I’m working on combining feature vectors from multiple extractors. To optimize memory usage and runtime, I attempted in-place operations on a single tensor. My goal was to avoid memory allocation and copying by working on a single tensor and overwriting old values with new ones. However, this resulted in a RuntimeError:

RuntimeError: Trying to backward through the graph a second time (or directly access saved tensors after they have already been freed). Saved intermediate values of the graph are freed when you call .backward() or autograd.grad(). Specify retain_graph=True if you need to backward through the graph a second time or if you need to access saved tensors after calling backward

Am i backwarding a second time through the graph if i overwrite the tensors content? I could make it work by detaching the tensor before overwriting it with the new values.

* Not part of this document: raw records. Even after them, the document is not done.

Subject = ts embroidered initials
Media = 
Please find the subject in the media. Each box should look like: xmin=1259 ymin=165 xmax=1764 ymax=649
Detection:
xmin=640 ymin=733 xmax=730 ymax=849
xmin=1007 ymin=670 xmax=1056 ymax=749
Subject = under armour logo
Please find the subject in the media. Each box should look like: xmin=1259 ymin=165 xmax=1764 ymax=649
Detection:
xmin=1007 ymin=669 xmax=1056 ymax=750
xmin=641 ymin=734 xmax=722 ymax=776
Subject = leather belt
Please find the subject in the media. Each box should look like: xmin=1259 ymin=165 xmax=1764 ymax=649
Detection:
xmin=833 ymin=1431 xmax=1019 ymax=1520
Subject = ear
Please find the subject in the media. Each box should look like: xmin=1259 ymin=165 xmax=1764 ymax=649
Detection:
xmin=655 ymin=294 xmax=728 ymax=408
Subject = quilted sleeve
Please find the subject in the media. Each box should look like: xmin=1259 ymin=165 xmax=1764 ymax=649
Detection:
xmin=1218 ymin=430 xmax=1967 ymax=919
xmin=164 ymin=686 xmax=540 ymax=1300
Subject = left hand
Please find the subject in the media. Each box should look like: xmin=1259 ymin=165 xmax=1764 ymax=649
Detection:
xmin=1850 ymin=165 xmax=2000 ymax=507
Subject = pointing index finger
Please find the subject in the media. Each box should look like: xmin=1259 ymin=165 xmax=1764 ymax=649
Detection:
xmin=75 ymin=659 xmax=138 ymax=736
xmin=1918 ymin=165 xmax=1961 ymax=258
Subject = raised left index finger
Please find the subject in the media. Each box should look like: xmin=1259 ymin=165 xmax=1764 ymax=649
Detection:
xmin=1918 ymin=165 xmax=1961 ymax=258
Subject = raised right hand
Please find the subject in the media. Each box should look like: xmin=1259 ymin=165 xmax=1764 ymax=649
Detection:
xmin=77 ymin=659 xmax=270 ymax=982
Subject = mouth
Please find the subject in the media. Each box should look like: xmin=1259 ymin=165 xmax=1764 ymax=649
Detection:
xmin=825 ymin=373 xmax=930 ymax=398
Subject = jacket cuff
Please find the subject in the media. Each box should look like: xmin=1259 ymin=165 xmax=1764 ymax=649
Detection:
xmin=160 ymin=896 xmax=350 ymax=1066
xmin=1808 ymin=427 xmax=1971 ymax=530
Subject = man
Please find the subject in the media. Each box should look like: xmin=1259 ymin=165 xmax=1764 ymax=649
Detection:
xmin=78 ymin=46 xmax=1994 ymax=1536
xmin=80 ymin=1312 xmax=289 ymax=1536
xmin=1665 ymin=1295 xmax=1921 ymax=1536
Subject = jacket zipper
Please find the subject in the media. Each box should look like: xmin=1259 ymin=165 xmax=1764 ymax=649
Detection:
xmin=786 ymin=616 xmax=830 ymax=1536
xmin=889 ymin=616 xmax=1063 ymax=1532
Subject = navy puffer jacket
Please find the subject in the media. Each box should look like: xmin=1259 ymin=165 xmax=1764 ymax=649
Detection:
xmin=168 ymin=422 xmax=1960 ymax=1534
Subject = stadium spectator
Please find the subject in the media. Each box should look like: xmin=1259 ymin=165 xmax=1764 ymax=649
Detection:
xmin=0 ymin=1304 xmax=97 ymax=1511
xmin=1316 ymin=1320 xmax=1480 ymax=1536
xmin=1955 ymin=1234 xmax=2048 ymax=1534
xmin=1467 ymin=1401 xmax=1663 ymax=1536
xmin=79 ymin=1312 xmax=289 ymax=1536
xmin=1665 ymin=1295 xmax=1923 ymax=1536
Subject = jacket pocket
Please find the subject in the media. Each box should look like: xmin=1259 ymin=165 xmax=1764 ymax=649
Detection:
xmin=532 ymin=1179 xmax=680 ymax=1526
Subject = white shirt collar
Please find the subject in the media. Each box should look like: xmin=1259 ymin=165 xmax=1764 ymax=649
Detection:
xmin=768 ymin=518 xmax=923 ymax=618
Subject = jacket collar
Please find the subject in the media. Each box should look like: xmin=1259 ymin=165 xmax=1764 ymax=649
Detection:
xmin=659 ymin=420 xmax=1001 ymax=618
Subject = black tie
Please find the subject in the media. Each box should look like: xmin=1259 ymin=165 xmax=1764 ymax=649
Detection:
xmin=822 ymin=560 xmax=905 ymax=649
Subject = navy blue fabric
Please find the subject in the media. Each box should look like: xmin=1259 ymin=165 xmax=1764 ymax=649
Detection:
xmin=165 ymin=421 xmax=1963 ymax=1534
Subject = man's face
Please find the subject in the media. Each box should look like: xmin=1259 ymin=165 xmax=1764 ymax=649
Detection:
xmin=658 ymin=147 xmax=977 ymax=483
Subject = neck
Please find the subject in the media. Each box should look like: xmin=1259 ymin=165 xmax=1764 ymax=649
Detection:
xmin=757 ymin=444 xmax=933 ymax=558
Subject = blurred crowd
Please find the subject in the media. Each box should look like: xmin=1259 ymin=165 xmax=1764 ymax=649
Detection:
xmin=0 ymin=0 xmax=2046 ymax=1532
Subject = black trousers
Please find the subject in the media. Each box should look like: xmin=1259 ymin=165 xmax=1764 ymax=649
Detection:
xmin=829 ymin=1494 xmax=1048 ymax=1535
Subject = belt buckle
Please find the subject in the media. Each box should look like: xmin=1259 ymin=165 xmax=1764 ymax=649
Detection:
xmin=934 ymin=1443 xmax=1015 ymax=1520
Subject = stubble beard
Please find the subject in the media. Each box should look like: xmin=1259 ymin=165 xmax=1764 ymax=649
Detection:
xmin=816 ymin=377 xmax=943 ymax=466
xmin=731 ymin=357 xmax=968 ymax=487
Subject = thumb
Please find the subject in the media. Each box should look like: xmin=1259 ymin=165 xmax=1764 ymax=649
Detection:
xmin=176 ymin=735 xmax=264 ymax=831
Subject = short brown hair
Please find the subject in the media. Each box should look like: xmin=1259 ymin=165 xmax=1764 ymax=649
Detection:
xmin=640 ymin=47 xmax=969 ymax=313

def forward(self, state, action):
    ...
  # get rl state feature embeddings
  robot_emb_index = 0
  robot_state_index = self._obs_dim
  # works with detaching the tensor, without detaching i get the RuntimeError specified above
  self._robot_state_emb = self._robot_state_emb.detach()
  for feature_extractor in self._robot_state_extractors:
      self._robot_state_emb[:,robot_emb_index:robot_emb_index+feature_extractor._output_size] = feature_extractor(state[:,robot_state_index:robot_state_index+feature_extractor._input_size])
      robot_state_index += feature_extractor._input_size
      robot_emb_index += feature_extractor._output_size
  
  # works with detaching the tensor, without detaching i get the RuntimeError specified above
  self._critic_input = self._critic_input.detach()
  self._critic_input[:,:self._obs_embedding_size] = encoder_features
  self._critic_input[:,self._obs_embedding_size:self._obs_embedding_size+robot_emb_index] = self._robot_state_emb
  self._critic_input[:,self._obs_embedding_size+robot_emb_index:] = action

  features1 = F.relu(self._h1(self._critic_input))
  features2 = F.relu(self._h2(features1))
  q = self._h3(features2)
  return torch.squeeze(q)

What is the recommended way to do this? My goal is to avoid using expensive operations like torch.hstack(). It should be as efficient as possible.